In principe verplaats je bij ernstig letsel iemand dus alleen in geval van gevaar. Gevaar kan ook de hete zon of een te koude plek zijn. Maar ook als iemand in de auto een hartstilstand heeft gehad en je deze uit de auto moet halen om te reanimeren. In die gevallen is de Rautekgreep erg handig.
Het was de Oostenrijkse Jiu-Jitsu leraar Franz Rautek die de Rautekgreep, oftewel de noodvervoersgreep, halverwege de vorige eeuw bedacht. In de 19e druk van het Oranje Kruis boekje (1969) zien we voor het eerst de Rautekgreep, al wordt hij zo nog niet genoemd. Dat gebeurt pas vanaf de 20ste druk (1976).

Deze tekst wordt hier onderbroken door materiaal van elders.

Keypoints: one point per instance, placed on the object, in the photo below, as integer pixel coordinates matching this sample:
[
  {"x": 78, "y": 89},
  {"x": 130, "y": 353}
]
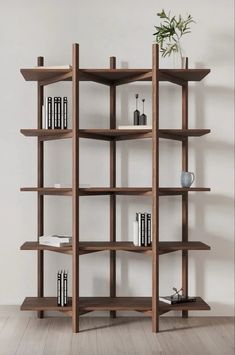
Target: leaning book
[{"x": 177, "y": 300}]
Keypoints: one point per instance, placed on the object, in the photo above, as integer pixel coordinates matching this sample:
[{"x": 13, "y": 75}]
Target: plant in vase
[{"x": 169, "y": 33}]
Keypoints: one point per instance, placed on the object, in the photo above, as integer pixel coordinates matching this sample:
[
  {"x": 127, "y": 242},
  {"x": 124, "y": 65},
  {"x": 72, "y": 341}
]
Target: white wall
[{"x": 121, "y": 28}]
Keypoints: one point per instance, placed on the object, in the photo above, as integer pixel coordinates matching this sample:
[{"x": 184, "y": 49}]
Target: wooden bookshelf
[
  {"x": 92, "y": 247},
  {"x": 112, "y": 77},
  {"x": 88, "y": 304}
]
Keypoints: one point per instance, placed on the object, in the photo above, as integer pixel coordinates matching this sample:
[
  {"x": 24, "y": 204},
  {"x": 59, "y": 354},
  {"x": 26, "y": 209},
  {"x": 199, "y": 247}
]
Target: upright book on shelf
[
  {"x": 59, "y": 288},
  {"x": 55, "y": 113},
  {"x": 59, "y": 113},
  {"x": 49, "y": 112},
  {"x": 65, "y": 113},
  {"x": 142, "y": 226}
]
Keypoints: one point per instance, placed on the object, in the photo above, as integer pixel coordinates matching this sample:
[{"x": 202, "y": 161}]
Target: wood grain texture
[
  {"x": 75, "y": 186},
  {"x": 47, "y": 134},
  {"x": 40, "y": 183},
  {"x": 155, "y": 188},
  {"x": 164, "y": 247},
  {"x": 109, "y": 303},
  {"x": 128, "y": 134},
  {"x": 112, "y": 177},
  {"x": 105, "y": 336},
  {"x": 185, "y": 195},
  {"x": 114, "y": 76}
]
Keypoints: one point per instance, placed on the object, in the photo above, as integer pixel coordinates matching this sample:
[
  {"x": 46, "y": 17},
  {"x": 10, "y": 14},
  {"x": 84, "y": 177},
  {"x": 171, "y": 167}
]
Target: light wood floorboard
[{"x": 124, "y": 336}]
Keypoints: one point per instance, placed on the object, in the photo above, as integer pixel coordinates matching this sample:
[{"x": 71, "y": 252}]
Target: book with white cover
[
  {"x": 55, "y": 240},
  {"x": 55, "y": 244},
  {"x": 135, "y": 127},
  {"x": 135, "y": 233}
]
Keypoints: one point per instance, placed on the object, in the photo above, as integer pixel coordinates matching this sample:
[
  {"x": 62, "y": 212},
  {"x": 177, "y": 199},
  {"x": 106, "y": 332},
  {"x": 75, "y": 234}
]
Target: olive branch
[{"x": 170, "y": 31}]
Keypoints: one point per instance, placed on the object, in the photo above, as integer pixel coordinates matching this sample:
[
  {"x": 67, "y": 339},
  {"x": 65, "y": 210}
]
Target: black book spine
[
  {"x": 59, "y": 116},
  {"x": 49, "y": 112},
  {"x": 66, "y": 289},
  {"x": 59, "y": 288},
  {"x": 55, "y": 113},
  {"x": 62, "y": 289},
  {"x": 138, "y": 219},
  {"x": 148, "y": 229},
  {"x": 143, "y": 229},
  {"x": 65, "y": 113}
]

Deze greep is niet meer weg te denken uit de EHBO-cursussen. We gebruiken de Rautekgreep bij het verplaatsen van een slachtoffer dat niet lopen of hinkelen kan. Wanneer de Rautekgreep niet mogelijk is, mag je op een andere manier het slachtoffer weg te slepen.
Ondersteunend verplaatsen
Eén methode is redelijk constant gebleven tijdens het bestaan van Het Oranje Kruis, namelijk het zogenaamde ‘ondersteunend verplaatsen’. Vanaf de eerste richtlijn (1913) tot en met de vorige richtlijnen (2011) was dit praktisch hetzelfde. Bij de laatste richtlijnen (2016) is deze voor het eerst enigszins gewijzigd. In plaats van je arm om iemand heen te doen, laat je nu het slachtoffer zelf hinkelen. Je loopt mee aan de gewonde zijde van het slachtoffer en laat het slachtoffer op je schouder steunen. Hoe je iemand verplaatst, leer je uiteindelijk het beste in de praktijk. Volg een EHBO-cursus, want een goede voorbereiding is het halve werk.